The railroad completed the mainline from El Dorado into Winnfield around April 1901. As shown in a mid-1901 listing in the Official Railway Guide, the line ran south from El Dorado through small settlements in Union County, Arkansas, like Cargile, Upland and Cornie before encountering Junction City on the Arkansas/Louisiana border. It continued into Union Parish, Louisiana, going through Lille and Bernice. In Lincoln Parish, the line went through Dubach and Vienna into the junction at Ruston. It continued south into Winn Parrish and towns like Dodson and Tannehill before terminating in Winnfield. The listing indicates an intent to complete the line to the Gulf Coast, and specifically to a location marked as New Sabine City, also referred to as just Sabine City, immediately to the west of Port Arthur in Texas. But, a description of the railroad on its end-of-service date does not indicate the line reached any destination south of Winnfield.

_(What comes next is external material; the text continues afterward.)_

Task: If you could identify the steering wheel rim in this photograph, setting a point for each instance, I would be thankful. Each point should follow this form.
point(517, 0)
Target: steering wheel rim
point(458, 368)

The 1901 listing also shows one branch line, called the Magnolia Branch, which left the mainline at Cornie and ran northwest through Neil and Glidden to Parnell, Arkansas. The stated intent was for the line to continue north through Magnolia, Arkansas, with a projected intersection with the tracks of the St. Louis, Iron Mountain and Southern Railway north of Magnolia. However, the description of the extent of the railroad on its end-of-service date does not mention the Magnolia branch.

Besides carrying passengers, the railroad clearly had its eyes on agricultural traffic, particularly timber, in the region. In the 1901 listing, the railroad says, "This line is located near the centre of an exceedingly productive section between the Red and Ouachita Rivers: splendidly watered and exceedingly healthy. Intervening between the cultivated sections exists the most extensive virgin yellow pine forests in the South." At one point the line built a 5-mile spur to a small lumber mill in Wesson, Arkansas, which it continued to own but allowed the mill to operate. However, the mill later incorporated its own railroad, the El Dorado and Wesson Railway, and built its own line 10 miles to connect with another carrier.

The line as built interchanged with the St. Louis, Iron Mountain & Southern Railway at El Dorado, and with the Vicksburg, Shreveport and Pacific Railway at Ruston for connections to Monroe and Shreveport, Louisiana. The stated intent was for the line's own branches to someday extend to Monroe and Shreveport, but there is no indication these were built.

On October 31, 1905, the Arkansas Southern Railway was merged with another carrier, the Rock Island, Arkansas and Louisiana Railroad, to which the 98-mile El Dorado-to-Winnfield line was contributed. The Rock Island, Arkanasas, and Louisiana was a subsidiary of the Chicago, Rock Island and Pacific Railroad.